Chemical control of Ditylenchus destructor can be achieved with soil-applied nematicides such as carbofuran, ethylene dibromide, VAPAM HL, and TELONE. Fumigation with these nematicides is often paired with mechanical measures to attain optimal control. For example, Wisconsin has eradicated these nematodes from potatoes by repeated use of ethylene dibromide and restricting the movement of infected tubers. Another management method was demonstrated by the control of potato rot nematodes in garlic. The seeds were coated with thiram or benomyl wettable powder before being planted, resulting in very good control of the disease.

==Importance==
Ditylenchus destructor can reproduce at high rates and cause large amounts of damage to hosts and so can be very damaging to a cash crop. One of the most important impacts of Ditylenchus destructor is in South Africa, where it caused major disease amongst the peanut plantations in the early 1990s.

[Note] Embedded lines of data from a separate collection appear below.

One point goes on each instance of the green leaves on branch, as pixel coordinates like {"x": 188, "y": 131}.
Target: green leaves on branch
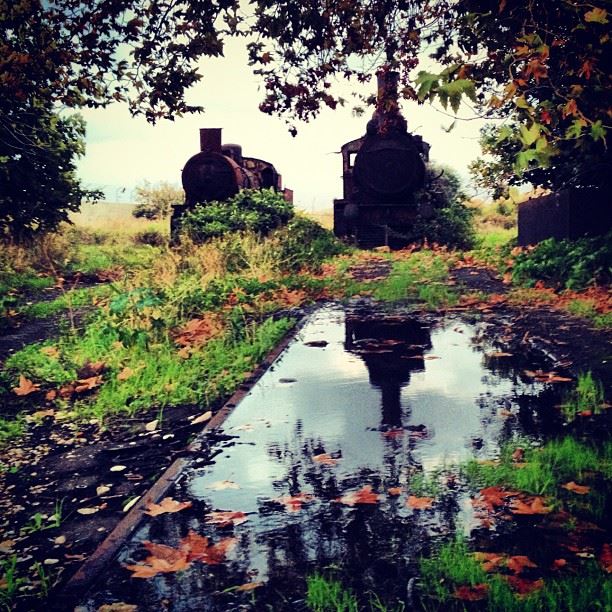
{"x": 448, "y": 91}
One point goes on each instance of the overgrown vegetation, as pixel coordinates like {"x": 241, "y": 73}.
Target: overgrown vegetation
{"x": 566, "y": 264}
{"x": 155, "y": 201}
{"x": 254, "y": 210}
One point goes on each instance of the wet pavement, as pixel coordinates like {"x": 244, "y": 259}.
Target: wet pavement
{"x": 327, "y": 457}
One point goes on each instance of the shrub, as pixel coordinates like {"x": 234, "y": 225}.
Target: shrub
{"x": 569, "y": 264}
{"x": 258, "y": 211}
{"x": 305, "y": 243}
{"x": 155, "y": 201}
{"x": 150, "y": 237}
{"x": 449, "y": 221}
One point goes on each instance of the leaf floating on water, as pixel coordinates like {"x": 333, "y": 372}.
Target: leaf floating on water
{"x": 206, "y": 416}
{"x": 490, "y": 561}
{"x": 162, "y": 560}
{"x": 25, "y": 386}
{"x": 576, "y": 488}
{"x": 166, "y": 506}
{"x": 534, "y": 506}
{"x": 475, "y": 593}
{"x": 365, "y": 495}
{"x": 226, "y": 519}
{"x": 87, "y": 511}
{"x": 518, "y": 563}
{"x": 193, "y": 547}
{"x": 118, "y": 606}
{"x": 325, "y": 459}
{"x": 198, "y": 548}
{"x": 221, "y": 485}
{"x": 294, "y": 503}
{"x": 419, "y": 503}
{"x": 523, "y": 586}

In fields where the nematodes have been found, between 40% and 60% of the peanuts had large amounts of symptoms which heavily damaged the production levels. Similarly, the same issues were observed in Sweden in the 1970s when Ditylenchus destructor was found in their potato fields. In this instance it caused disease in between 40% and 70% of the potatoes being grown in the field where the pathogen was found. Finally, one of the more severe cases of the disease was found in Estonia in the 1960s. In this case the nematodes were only found on about 6% of the potato farms but on these farms between 70% and 90% of the potatoes exhibited severe symptoms. This high rate of disease caused immense damage to the fields that were infected and a large amount of crops were lost.

There have also been instances where the nematodes have affected areas within the United States as well. Since 1953, Wisconsin has had to quarantine multiple areas after finding Ditylenchus destructor in local potato fields. The pathogen has also been seen in Idaho where it was a major concern initially, as potatoes are a major state crop. Other states that have had Ditylenchus destructor issues include Arkansas, California, Hawaii, Indiana, New Jersey, North Carolina, Oregon, South Carolina, Virginia, Washington and West Virginia. Fortunately, the United States has used very stringent control laws to avoid any widespread or major damage similar to that seen in the past.

The complete list of countries that have been affected by Ditylenchus destructor include Azerbaijan, Bangladesh, China, India, Iran, Japan, Kazakhstan, Korea, Kyrgyzstan, Malaysia, Pakistan, Saudi Arabia, Tajikistan, Turkey, Uzbekistan, South Africa, Canada, Mexico, United States, Haiti, Ecuador, Peru, Albania, Austria, Belarus, Belgium, Bulgaria, Czech Republic, Estonia, Finland, France, Germany, Greece, Hungary, Ireland, Italy, Latvia, Lithuania, Luxembourg, Moldova, Netherlands, Norway, Poland, Romania, Russia, Slovakia, Span, Sweden, Switzerland, Ukraine, United Kingdom, Australia, and New Zealand.